Part D Methods and Analysis
· The many ways we intend to draw our conclusions is to find articles that have been covering the decade long struggle of US territories and their struggle. Most of the statistical information will depend on local Department of Public health and news articles that have tracked many disease or infections outbreaks like Zika that has plagued tropical climate countries (Puerto Rico, the US Virgin Islands, American Samoa.) We have also collected information from reliable sources such as (name deleted due to privacy concerns) who was a physician at LBJ hospital in American Samoa and Dr. Anotnio Peraza who was from Puerto Rico and moved to Miami Florida.
Part E: Timeline and Budget
Questions to Ask
Medical Insurance, SSI, etc
-What kind of insurance market is in place in each independent territory if any?

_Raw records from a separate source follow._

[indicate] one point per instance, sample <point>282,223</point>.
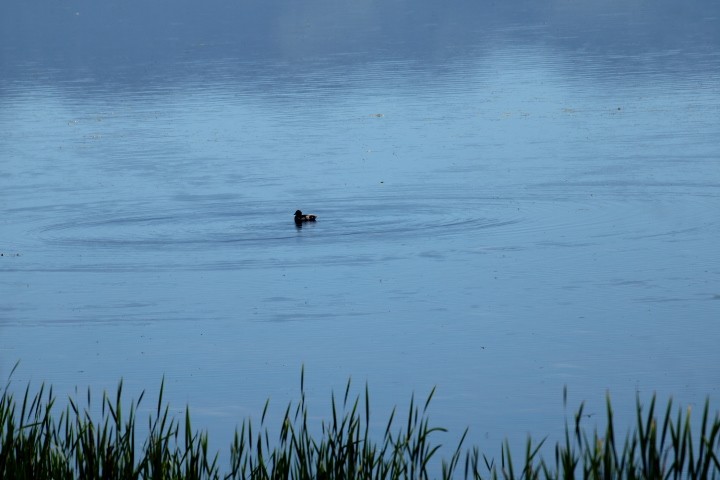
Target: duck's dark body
<point>300,217</point>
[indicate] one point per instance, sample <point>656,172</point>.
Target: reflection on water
<point>528,204</point>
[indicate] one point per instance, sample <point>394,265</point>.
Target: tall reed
<point>38,443</point>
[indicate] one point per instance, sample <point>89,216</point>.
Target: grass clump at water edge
<point>38,443</point>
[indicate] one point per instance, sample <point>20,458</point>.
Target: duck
<point>304,217</point>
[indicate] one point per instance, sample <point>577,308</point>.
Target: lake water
<point>511,199</point>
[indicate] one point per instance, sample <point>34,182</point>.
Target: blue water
<point>510,200</point>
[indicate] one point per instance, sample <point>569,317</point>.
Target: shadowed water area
<point>511,198</point>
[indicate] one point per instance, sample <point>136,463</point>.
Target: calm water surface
<point>504,208</point>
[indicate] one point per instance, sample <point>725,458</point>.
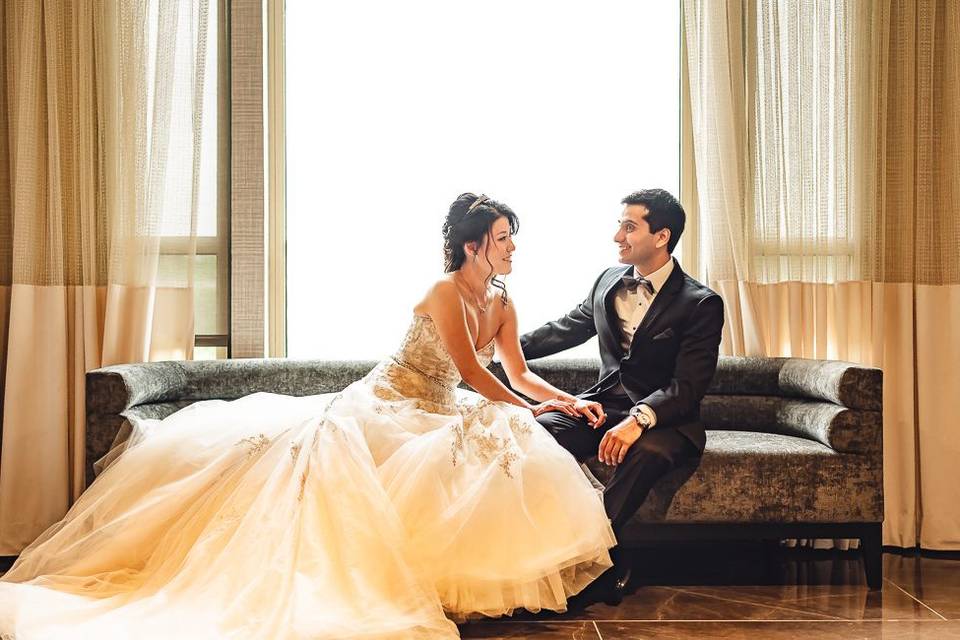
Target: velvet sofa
<point>794,446</point>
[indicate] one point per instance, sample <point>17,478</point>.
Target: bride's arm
<point>446,307</point>
<point>529,383</point>
<point>515,365</point>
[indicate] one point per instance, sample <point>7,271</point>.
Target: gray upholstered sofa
<point>794,447</point>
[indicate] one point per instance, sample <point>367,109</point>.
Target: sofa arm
<point>844,383</point>
<point>840,428</point>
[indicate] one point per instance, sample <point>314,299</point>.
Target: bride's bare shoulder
<point>441,294</point>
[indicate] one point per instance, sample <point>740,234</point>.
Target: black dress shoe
<point>617,586</point>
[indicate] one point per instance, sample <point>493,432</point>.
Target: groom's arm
<point>571,330</point>
<point>695,365</point>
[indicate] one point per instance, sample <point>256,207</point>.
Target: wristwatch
<point>641,417</point>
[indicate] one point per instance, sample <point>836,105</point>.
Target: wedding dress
<point>376,513</point>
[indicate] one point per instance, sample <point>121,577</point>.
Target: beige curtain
<point>100,107</point>
<point>825,138</point>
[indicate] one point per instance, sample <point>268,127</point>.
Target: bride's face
<point>498,247</point>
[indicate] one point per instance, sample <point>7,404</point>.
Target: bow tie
<point>632,284</point>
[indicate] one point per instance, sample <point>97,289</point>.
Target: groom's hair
<point>664,212</point>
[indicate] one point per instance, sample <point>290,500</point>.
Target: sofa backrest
<point>836,403</point>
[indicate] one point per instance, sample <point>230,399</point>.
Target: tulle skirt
<point>317,517</point>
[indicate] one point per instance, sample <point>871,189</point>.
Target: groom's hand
<point>618,440</point>
<point>592,411</point>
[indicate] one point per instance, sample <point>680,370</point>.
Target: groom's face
<point>637,245</point>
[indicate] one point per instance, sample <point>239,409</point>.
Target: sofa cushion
<point>750,477</point>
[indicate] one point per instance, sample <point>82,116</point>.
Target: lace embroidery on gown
<point>378,512</point>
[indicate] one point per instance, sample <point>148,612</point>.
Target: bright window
<point>558,109</point>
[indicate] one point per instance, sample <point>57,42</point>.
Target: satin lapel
<point>612,321</point>
<point>670,289</point>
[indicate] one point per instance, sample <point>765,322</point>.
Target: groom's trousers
<point>656,452</point>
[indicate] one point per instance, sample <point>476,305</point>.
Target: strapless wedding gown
<point>379,512</point>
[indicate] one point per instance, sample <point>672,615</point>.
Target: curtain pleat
<point>100,117</point>
<point>825,143</point>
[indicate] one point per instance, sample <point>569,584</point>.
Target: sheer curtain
<point>825,141</point>
<point>100,107</point>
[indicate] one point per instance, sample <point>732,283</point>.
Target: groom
<point>659,332</point>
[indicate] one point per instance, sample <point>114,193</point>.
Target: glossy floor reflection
<point>760,591</point>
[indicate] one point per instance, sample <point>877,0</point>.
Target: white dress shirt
<point>632,306</point>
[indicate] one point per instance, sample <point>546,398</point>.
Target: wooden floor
<point>760,592</point>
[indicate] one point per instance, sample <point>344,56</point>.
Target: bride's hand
<point>592,411</point>
<point>562,406</point>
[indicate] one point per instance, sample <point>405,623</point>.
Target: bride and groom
<point>401,502</point>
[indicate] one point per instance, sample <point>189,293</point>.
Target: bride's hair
<point>469,219</point>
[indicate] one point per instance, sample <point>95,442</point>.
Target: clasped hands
<point>615,442</point>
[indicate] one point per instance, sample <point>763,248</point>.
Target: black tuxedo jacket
<point>672,358</point>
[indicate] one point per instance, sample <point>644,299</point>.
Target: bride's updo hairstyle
<point>469,220</point>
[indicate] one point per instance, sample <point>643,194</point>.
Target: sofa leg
<point>872,544</point>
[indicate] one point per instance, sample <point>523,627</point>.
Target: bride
<point>381,511</point>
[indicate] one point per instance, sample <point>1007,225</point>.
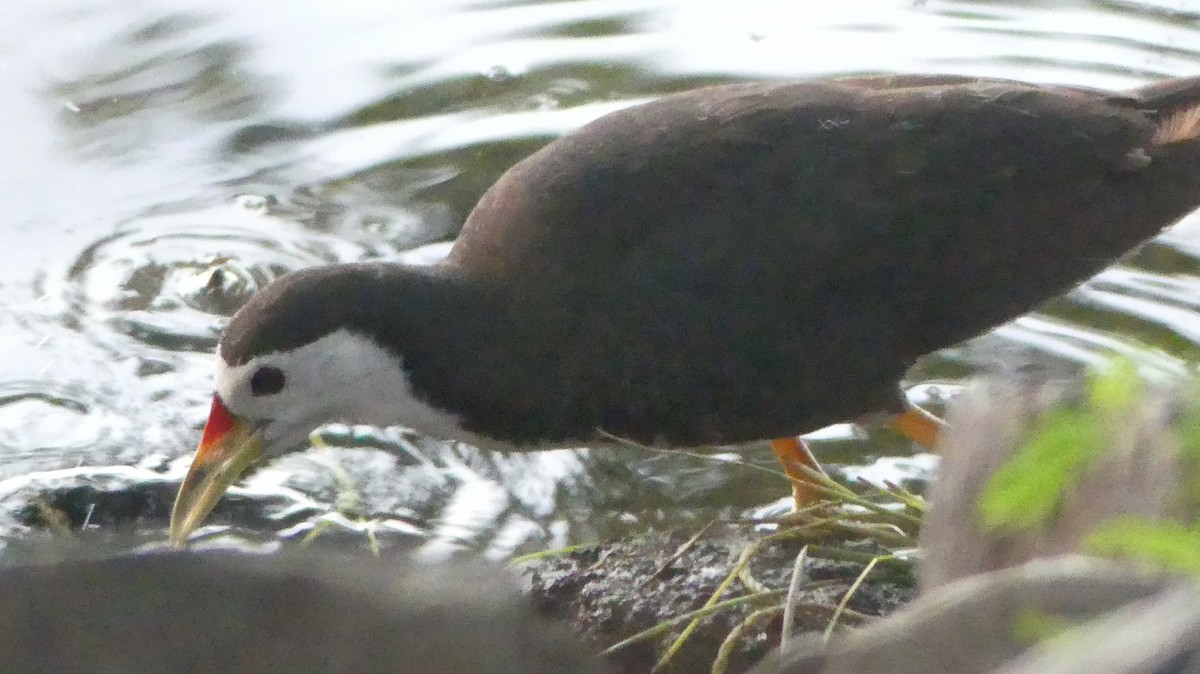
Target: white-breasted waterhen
<point>732,263</point>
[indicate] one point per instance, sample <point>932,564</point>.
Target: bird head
<point>305,351</point>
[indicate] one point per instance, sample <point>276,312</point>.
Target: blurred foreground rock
<point>1020,601</point>
<point>298,613</point>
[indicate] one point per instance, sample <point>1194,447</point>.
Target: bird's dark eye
<point>267,381</point>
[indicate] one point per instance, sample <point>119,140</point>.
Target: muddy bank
<point>615,590</point>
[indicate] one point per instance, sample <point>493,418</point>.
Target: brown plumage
<point>757,260</point>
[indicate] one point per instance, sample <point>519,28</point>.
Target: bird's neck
<point>467,354</point>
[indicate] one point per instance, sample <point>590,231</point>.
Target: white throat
<point>342,377</point>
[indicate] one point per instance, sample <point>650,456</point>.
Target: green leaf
<point>1027,491</point>
<point>1116,389</point>
<point>1169,546</point>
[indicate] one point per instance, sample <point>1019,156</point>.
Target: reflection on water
<point>168,158</point>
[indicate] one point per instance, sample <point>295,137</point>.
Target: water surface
<point>167,158</point>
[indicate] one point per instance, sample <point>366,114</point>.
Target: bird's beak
<point>227,449</point>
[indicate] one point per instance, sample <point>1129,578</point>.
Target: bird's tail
<point>1177,104</point>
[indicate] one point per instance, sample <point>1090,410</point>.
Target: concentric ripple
<point>169,281</point>
<point>39,415</point>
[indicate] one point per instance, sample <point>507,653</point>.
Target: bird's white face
<point>270,404</point>
<point>340,377</point>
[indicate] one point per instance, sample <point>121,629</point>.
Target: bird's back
<point>754,260</point>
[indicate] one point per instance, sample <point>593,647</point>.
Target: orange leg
<point>793,453</point>
<point>919,426</point>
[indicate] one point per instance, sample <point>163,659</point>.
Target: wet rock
<point>1020,600</point>
<point>978,624</point>
<point>1137,475</point>
<point>616,590</point>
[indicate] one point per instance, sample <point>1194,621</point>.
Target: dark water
<point>166,158</point>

-Does territory have citizens pay federal tax, SSI?
-Many territories face issues with patients not paying their debt. We want to understand how the system is set up, is it efficient, is it creating a problem.
-What kind of services is available in the territory, and if patients who seek specialized treatment need to travel to the United States to seek those necessary treatments.
Statistical analysis – mortality rate, quality of care
– Collect data that can provide a picture of how the services are being rendered, are services efficient, does the patient have to come back for the same illness that was the chief complaint, etc.
Adequacy of Staff
– How many physicians, nurses, technicians are available in the territory. Assess the necessity
– Assess the debt hospitals has incurred (Past due accounts, outsourcing, lawsuits, tax, etc)
– This will be for us to interview each physician or practicing professional in regards to hospital services and its efficiency. Each doctor will be asked the same set of questions.